Indonesia’s largest Muslim organization, Nahdlatul Ulama (NU), on Tuesday apologized for what it said was an unsanctioned meeting between some youth wing members and Israel’s president, which has angered many in the staunchly pro-Palestinian Southeast Asian nation.
Indonesia does not have diplomatic relations with Israel and successive governments including the current administration of President Joko “Jokowi” Widodo have been vocal supporters of nationhood for the Palestinians.
NU Chairman Yahya Cholil Staquf said the Muslim organization’s leadership had no links to the early July meeting at Israeli President Issac Herzog’s Tel Aviv residence, as Israel’s air and ground attacks on Gaza had entered the ninth month, having killed nearly 38,000 Palestinians.
“I apologize to the public that there were some individuals from Nahdlatul Ulama who recently went to Israel and engaged there,” Yahya Cholil told reporters.
A photograph posted July 7 on Instagram by an NU participant at the meeting, Zainul Maarif, which was geotagged as having been taken on the same date in Tel Aviv, featured at least five people from the Southeast Asian country.
“Direct discussion with the president of Israel,” Zainul’s Instagram post said, highlighting the sentence with capital letters.
Zainul’s post also said: “Rather than demonstrating in the streets and boycotting, I choose to engage in discussion and share ideas.”
The post went viral on Indonesian social media, leading to a widespread public backlash including intense criticism from netizens, Muslim leaders and politicians.
Yahya said that the young leaders had traveled to the Jewish state at the invitation of an NGO there, which he claimed operates to burnish the image of the Israeli government.
NU spokesman Ishaq Zubaedi Raqib told BenarNews that the organization had established protocols for its members’ international engagements on strategic issues.

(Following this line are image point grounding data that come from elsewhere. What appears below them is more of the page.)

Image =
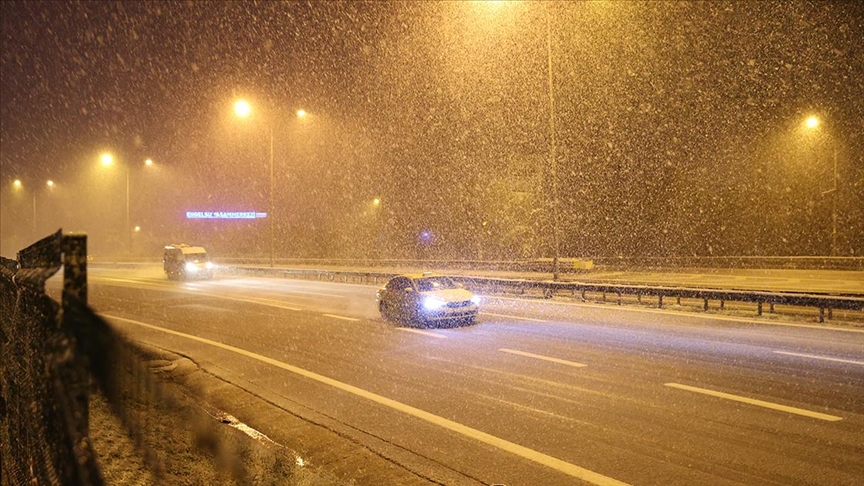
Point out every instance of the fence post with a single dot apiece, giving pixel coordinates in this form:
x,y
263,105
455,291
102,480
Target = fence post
x,y
74,248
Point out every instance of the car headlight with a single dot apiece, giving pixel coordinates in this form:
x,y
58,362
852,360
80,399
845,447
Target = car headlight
x,y
433,303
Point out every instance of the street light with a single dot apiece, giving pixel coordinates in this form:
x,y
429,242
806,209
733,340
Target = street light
x,y
18,185
243,109
552,199
812,123
107,160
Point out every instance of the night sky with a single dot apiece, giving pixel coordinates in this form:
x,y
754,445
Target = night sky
x,y
679,126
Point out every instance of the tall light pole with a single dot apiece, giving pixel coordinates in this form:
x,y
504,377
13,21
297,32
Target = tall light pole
x,y
243,109
552,150
812,123
18,185
107,160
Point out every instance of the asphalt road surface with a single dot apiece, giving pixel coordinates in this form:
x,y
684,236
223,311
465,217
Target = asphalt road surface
x,y
537,392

“All discussions must officially represent the NU board of leadership, particularly on sensitive matters such as those involving Gaza and Israel,” he said.
The Tel Aviv meeting was highly inappropriate, local media quoted Lukman Hakim Saiffudin, an MP from the National Awakening Party (PKB), as saying on Tuesday.

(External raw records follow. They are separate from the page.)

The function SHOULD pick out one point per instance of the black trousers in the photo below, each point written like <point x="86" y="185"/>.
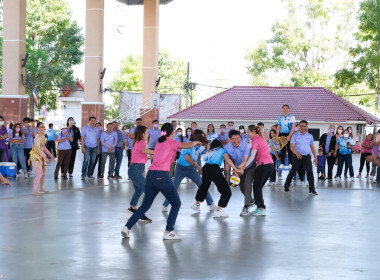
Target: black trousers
<point x="212" y="173"/>
<point x="51" y="148"/>
<point x="306" y="164"/>
<point x="285" y="149"/>
<point x="262" y="175"/>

Meanwhile, Jokowi reaffirmed Indonesia’s position on the Israeli-Palestinian conflict, when asked by reporters about the controversy.
“Indonesia remains committed to a world order founded on independence, lasting peace and social justice,” he said.

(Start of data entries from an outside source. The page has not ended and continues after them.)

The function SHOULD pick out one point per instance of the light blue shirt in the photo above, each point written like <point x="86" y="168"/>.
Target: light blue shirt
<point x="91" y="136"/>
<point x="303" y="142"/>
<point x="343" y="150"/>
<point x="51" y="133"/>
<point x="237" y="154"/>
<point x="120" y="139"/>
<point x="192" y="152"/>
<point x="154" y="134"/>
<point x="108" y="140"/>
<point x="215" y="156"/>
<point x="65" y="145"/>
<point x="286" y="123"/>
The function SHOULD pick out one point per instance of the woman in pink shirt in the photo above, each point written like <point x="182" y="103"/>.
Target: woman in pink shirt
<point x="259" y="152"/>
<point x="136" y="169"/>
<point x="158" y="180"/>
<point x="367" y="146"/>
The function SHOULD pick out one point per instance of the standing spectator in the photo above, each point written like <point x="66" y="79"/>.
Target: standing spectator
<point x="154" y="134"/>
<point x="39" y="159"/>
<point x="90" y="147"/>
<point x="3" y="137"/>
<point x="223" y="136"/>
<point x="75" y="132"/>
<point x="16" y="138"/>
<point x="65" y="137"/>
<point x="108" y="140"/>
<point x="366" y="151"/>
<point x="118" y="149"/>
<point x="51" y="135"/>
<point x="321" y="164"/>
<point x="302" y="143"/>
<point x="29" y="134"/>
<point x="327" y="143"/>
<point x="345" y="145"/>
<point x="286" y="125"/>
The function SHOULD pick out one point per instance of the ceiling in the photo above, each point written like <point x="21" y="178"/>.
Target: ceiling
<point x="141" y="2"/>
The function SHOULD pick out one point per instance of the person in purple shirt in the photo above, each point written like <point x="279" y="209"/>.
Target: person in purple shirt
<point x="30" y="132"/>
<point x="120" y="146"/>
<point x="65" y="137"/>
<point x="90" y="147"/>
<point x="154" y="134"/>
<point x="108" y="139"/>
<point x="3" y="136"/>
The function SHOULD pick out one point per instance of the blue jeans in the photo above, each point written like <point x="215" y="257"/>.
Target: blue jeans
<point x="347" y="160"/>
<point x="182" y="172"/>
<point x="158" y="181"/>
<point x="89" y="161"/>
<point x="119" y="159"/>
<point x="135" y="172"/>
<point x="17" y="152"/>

Indonesian President-elect Prabowo Subianto, who is set to assume office in October, voiced support last month for Palestinian independence during a speech at an international conference in Jordan on the humanitarian crisis in Gaza.
He also offered to treat up to 1,000 Gazan patients in Indonesian hospitals and expressed his country’s readiness to send United Nations-mandated peacekeepers to Gaza.